Management development


Management development

Generally, if you ask a manager what they manage, they will tell you that they manage people and budget. Similarly, if you talk to many HR directors, management development appears to be synonymous with people development, working with the manager to build their self-awareness and self-management, and assisting them to do the same with their staff. A quick Google search on management development throws up programmes for understanding and choosing leadership styles, developing the performance of staff, handling conflict, influencing, engagement, and so on. And, of course, all these are relevant and important. But people and budget are simply the resources a manager uses, to be able to do what a manager’s role is actually all about: running their part of the organisation, and changing their part of the organisation to retain its fit with the rest of the organisation and with its environment, creating a future for it.

So, management is about managing things as they are today, but even more than that, it’s about conceiving how things could be, and then making it happen. For us, the core of developing managers, of management development, is giving them the skills to both run and change their part of the organisation, keeping it coherent and synchronised with the rest of the organisation.

Running the organisation

To run part of an organisation, a manager takes resources and uses them to deliver the performance the organisation and the organisation’s customers need as effectively and as efficiently as possible.
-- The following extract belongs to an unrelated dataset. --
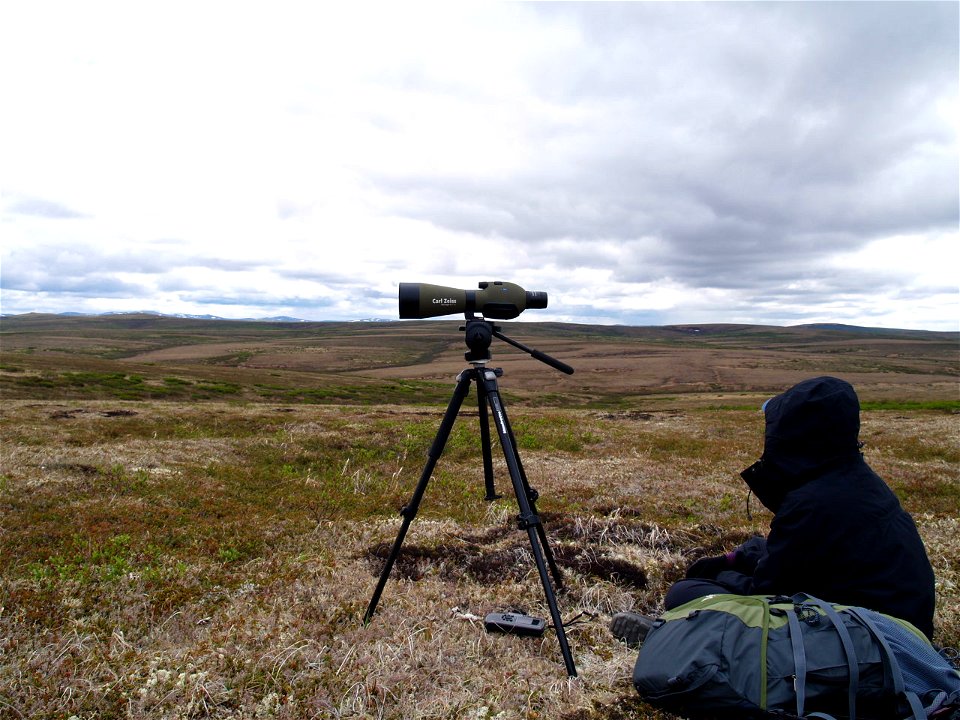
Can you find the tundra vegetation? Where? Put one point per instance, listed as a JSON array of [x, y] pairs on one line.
[[193, 514]]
The manager decides how that resources to allocate that resource across the operations he or she manages, to get the best results.

It’s not about ‘command and control’. Good line management is a discussion and a negotiation: how much performance can the staff member deliver, for a given amount of resource? And having agreed on the amount of resource (people, money, equipment, for example), the manager then leaves their staff member to get on with the job without interfering, but is available to provide support and expertise when asked.

Another part of running the organisation is about ease, making sure that the operation of one bit of the organisation doesn’t get in the way of another. If this is happening, then the manager and their staff can define and adopt ways to mitigate this, often in the form of standards or other ways of working.

To know how well the operations are running, the manager should get regular progress reports from their staff, key metrics which clearly link to the operation being measured. The manager gets best insight from the quantitative metrics when he or she also has a qualitative understanding of the operations, spending time with the staff of their staff (ie two levels down) to check that the situation really is as reported. This is most effective when it’s sporadic and infrequent. This monitoring of operations is a key skill that allows the manager to build up trust in their staff’s capabilities and reliability, and allows staff to build up trust in their manager’s ability to understand the real issues that they are experiencing.

Changing the organisation

The other purpose of management is to use resources to change the organisation. This starts with intelligence, looking outside the organisation and gaining insight into its environment, potential futures and sources of strategic risk. The manager then combines that intelligence with internal information about the performance and capabilities of the organisation to design options for change, each option requiring different levels of innovation and types of change. The options for change will include factors such as products, markets, processes, core capabilities, and the structure of the organisation itself. There is then a key decision to take, about which option to implement, and a critical factor is the amount of resource available to execute and manage the change. The organisation needs to change at least as fast as its environment is changing.

Because there is no hard data about the future, and instead a lot of uncertainty and ‘unknown unknowns’, it’s usual to find that a particular manager has a style and preference for either running their part of the organisation, or changing their part of the organisation.

Management development includes developing the manager as a person, and building a repertoire of management styles to deal with different situations. And it needs to include developing the manager in management: running the organisation, and changing the organisation, and managing the balance between the two of those.